Iranian Baha’i Psychologist Fariba Kamalabadi Released after Lengthy Prison Term
November 8, 2017
On October 31, 2017, Iranian Baha’i psychologist and community leader Fariba Kamalabadi was released from prison after serving 9½ years of her 10-year prison sentence. She was one of the members of the Friends in Iran (Yaran-i-Iran), an ad hoc national group of seven who coordinated the Baha’i Iranian community’s religious and administrative affairs. (Mahvash Sabet, a psychologist and the only other female member of the group, was released in mid-September.)

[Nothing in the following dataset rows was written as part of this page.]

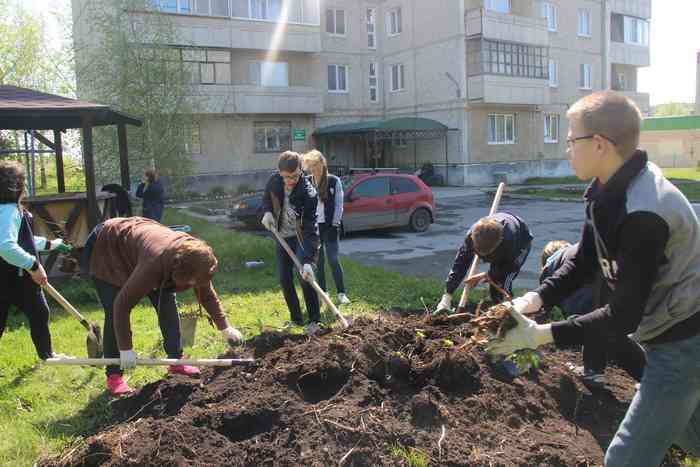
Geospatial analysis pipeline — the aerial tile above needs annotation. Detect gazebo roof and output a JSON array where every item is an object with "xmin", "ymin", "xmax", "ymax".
[{"xmin": 0, "ymin": 85, "xmax": 142, "ymax": 130}]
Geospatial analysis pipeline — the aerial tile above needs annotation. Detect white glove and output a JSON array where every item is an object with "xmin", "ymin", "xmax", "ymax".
[
  {"xmin": 436, "ymin": 293, "xmax": 452, "ymax": 312},
  {"xmin": 302, "ymin": 263, "xmax": 314, "ymax": 282},
  {"xmin": 487, "ymin": 307, "xmax": 553, "ymax": 356},
  {"xmin": 49, "ymin": 238, "xmax": 64, "ymax": 250},
  {"xmin": 119, "ymin": 349, "xmax": 138, "ymax": 370},
  {"xmin": 511, "ymin": 292, "xmax": 543, "ymax": 315},
  {"xmin": 221, "ymin": 327, "xmax": 244, "ymax": 347},
  {"xmin": 261, "ymin": 212, "xmax": 276, "ymax": 231}
]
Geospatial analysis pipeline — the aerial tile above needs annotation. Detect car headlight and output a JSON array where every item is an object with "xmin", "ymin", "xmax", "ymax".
[{"xmin": 234, "ymin": 202, "xmax": 249, "ymax": 210}]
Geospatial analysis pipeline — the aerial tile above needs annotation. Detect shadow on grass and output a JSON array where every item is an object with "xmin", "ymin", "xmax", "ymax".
[{"xmin": 43, "ymin": 391, "xmax": 113, "ymax": 441}]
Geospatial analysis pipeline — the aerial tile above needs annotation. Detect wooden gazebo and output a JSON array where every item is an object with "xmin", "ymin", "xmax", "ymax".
[{"xmin": 0, "ymin": 85, "xmax": 142, "ymax": 268}]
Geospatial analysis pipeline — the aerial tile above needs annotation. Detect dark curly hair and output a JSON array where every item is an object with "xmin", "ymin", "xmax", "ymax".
[{"xmin": 0, "ymin": 160, "xmax": 26, "ymax": 204}]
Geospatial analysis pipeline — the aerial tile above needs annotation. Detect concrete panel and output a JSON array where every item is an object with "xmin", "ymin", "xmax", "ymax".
[
  {"xmin": 468, "ymin": 75, "xmax": 549, "ymax": 105},
  {"xmin": 465, "ymin": 8, "xmax": 549, "ymax": 46},
  {"xmin": 464, "ymin": 159, "xmax": 573, "ymax": 185},
  {"xmin": 610, "ymin": 0, "xmax": 651, "ymax": 19},
  {"xmin": 610, "ymin": 41, "xmax": 650, "ymax": 67}
]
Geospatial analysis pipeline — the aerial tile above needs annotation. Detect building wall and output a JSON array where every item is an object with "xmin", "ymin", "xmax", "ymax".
[{"xmin": 640, "ymin": 129, "xmax": 700, "ymax": 168}]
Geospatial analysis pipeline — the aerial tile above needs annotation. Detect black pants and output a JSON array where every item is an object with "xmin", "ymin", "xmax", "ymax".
[
  {"xmin": 0, "ymin": 276, "xmax": 53, "ymax": 359},
  {"xmin": 275, "ymin": 236, "xmax": 320, "ymax": 324},
  {"xmin": 583, "ymin": 330, "xmax": 645, "ymax": 381},
  {"xmin": 317, "ymin": 224, "xmax": 346, "ymax": 294},
  {"xmin": 488, "ymin": 241, "xmax": 531, "ymax": 303},
  {"xmin": 93, "ymin": 278, "xmax": 183, "ymax": 376}
]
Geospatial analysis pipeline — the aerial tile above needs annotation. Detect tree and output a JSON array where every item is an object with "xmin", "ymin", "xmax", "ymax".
[
  {"xmin": 652, "ymin": 102, "xmax": 695, "ymax": 117},
  {"xmin": 73, "ymin": 0, "xmax": 200, "ymax": 189}
]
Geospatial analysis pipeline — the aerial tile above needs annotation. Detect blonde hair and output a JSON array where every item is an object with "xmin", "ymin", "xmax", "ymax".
[
  {"xmin": 303, "ymin": 149, "xmax": 329, "ymax": 202},
  {"xmin": 541, "ymin": 240, "xmax": 571, "ymax": 267},
  {"xmin": 471, "ymin": 217, "xmax": 504, "ymax": 257},
  {"xmin": 566, "ymin": 91, "xmax": 642, "ymax": 159},
  {"xmin": 172, "ymin": 238, "xmax": 218, "ymax": 285}
]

The seven Baha’i leaders were arrested in 2008, held in solitary confinement for several months, and eventually faced trial on charges of alleged “espionage for Israel” (apparently because the Shrine of Bahá’u’lláh, the founder of the Baha’i faith, is located in what is now Israel), “insulting religious sanctities,” and “propaganda against the system.” Following proceedings that failed to meet international fair trial standards—including the lack of any credible evidence to support the charges—they were sentenced in August 2010 to 20 years in prison. (In late 2015, in accordance with a new stipulation in Iran’s Penal Code, which allows for sentences to be served concurrently, their sentences were reduced to 10 years.) The Baha’is, Iran’s largest non-Muslim minority, have long been subjected to severe government persecution. Their religion is not recognized, and they are deprived of many internationally recognized human rights.